Uzunyuva Mausoleum (Hecatomnus' Tomb)

Uzunyuva Mausoleum and Museum Complex is situated in the Milas district of Mugla Province in Turkey. The Mausoleum belonged to Hecatomnus, the father of Mausolos and the local ruler of the Ancient City of Mylasa. The grave was founded in 2010 on the eastern slope of Hisarbasi Hill and is considered the most significant discovery in Milas for the last 100 years. It is the early version and inspiration of the Mausoleum at Halicarnassus, which is considered one of the seven wonders of the world. The Mausoleum of Hecatomnus' has the same architectural features as the Mausoleum at Halicarnassus, and when we consider its size, nature, and surrounding descriptions, it is one of its kind. In 2014, a 121-line poem was found in the inscriptions around the tomb. The poem was written to the ruler and is thought to be the longest in classical antiquity. It was inscribed on the Unesco World Heritage List in 2012.

Who was Hecatomnus of Mylasa or Hekatomnos?

Hecatomnus of Mylasa, also known as Hekatomnos, served as the governor (satrap) of Caria during the early 4th century under the reign of the Persian Achaemenid king Artaxerxes II. He was a prominent figure in the local Carian dynasty and notably, the first non-Persian official to attain such a position. Historians note his demise in 377 after being tasked with commanding the naval forces intended for participation in the war against Evagoras I of Cyprus. Hecatomnus of Mylasa is also the father of Mausolus, who served as the satrap of the Achaemenid Empire. Mausolus is best known for his monumental tomb, which became one of the Seven Wonders of the Ancient World, the Mausoleum at Halicarnassus.

Why is the Uzunyuva Mausoleum, also known as Hecatomnus' Tomb, significant?

The Uzunyuva Mausoleum, also known as Hecatomnus' Tomb, is an early version of the Mausoleum of Halicarnassus, one of the seven wonders of the ancient world. Built by Mausolos, the satrap of Caria and son of Hecatomnus, the Uzunyuva Mausoleum holds historical significance.

Uzunyuva Mausoleum, a site bearing traces of the Carian civilization's founding, which established cities in the southwest of Anatolia and progressed from governance to kingship, holds significant cultural and artistic value. Particularly noteworthy are the sculptural reliefs adorning the sarcophagus and the wall paintings within the burial chamber, some retaining their original colors, showcasing the artistic standards of the period. Hecatomnus' Tomb is considered a unique Anatolian example due to its size, quality, and personality. It features a hunting scene of Hekatomnus on the front and one of Mausolus on the back.

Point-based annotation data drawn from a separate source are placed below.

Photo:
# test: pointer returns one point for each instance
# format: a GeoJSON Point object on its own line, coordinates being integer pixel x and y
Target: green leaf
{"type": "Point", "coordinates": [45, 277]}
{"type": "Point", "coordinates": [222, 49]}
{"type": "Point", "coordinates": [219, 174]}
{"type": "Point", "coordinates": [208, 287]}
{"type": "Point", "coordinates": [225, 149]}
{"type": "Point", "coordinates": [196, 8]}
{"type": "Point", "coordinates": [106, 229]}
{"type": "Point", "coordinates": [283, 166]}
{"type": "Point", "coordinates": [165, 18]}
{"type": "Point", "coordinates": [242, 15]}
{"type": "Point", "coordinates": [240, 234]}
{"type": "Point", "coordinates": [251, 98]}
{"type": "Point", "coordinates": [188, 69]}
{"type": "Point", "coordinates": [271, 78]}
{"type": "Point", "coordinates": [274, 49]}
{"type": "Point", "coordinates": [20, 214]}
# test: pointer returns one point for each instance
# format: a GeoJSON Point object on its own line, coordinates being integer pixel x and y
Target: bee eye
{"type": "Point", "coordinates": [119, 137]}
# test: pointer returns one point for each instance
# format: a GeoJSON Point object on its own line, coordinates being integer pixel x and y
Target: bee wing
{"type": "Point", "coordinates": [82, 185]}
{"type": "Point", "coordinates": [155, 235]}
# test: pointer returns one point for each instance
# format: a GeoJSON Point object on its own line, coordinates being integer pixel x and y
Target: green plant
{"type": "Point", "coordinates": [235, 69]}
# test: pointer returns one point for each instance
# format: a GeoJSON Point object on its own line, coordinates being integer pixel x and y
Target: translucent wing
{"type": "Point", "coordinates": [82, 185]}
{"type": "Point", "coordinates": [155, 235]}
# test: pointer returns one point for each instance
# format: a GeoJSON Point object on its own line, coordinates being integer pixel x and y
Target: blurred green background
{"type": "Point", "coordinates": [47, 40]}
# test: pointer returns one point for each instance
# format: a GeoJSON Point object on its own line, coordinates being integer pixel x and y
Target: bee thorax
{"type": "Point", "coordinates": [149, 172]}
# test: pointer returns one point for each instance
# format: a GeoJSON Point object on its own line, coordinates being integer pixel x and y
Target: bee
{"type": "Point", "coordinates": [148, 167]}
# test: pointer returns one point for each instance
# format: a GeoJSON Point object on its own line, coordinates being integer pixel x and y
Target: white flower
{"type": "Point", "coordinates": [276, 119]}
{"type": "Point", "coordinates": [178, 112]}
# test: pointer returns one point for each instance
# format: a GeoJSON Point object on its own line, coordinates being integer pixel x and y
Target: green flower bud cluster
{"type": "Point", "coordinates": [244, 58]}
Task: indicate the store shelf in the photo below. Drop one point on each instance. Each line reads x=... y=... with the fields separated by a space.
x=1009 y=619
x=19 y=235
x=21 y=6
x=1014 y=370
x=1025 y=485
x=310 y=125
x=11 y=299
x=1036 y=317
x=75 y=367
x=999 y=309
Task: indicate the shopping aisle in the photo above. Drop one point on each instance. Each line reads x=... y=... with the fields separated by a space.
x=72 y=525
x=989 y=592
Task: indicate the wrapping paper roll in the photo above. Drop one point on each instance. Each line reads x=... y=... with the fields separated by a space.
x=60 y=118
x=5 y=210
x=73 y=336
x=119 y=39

In 2014, a 121-line poem was discovered in the inscriptions surrounding Hecatomnus' Tomb. This poem, considered the longest of classical antiquity, was dedicated to the ruler. It portrays Hekatomnus as a mortal rather than divine, focusing on the battles he waged. The most significant detail we learn from it is Hekatomnus' friendship with Pytheas, the architect of the Mausoleum of Halicarnassus. Uzunyuva Mausoleum, also known as Hecatomnus' Tomb is the largest burial site of ancient times.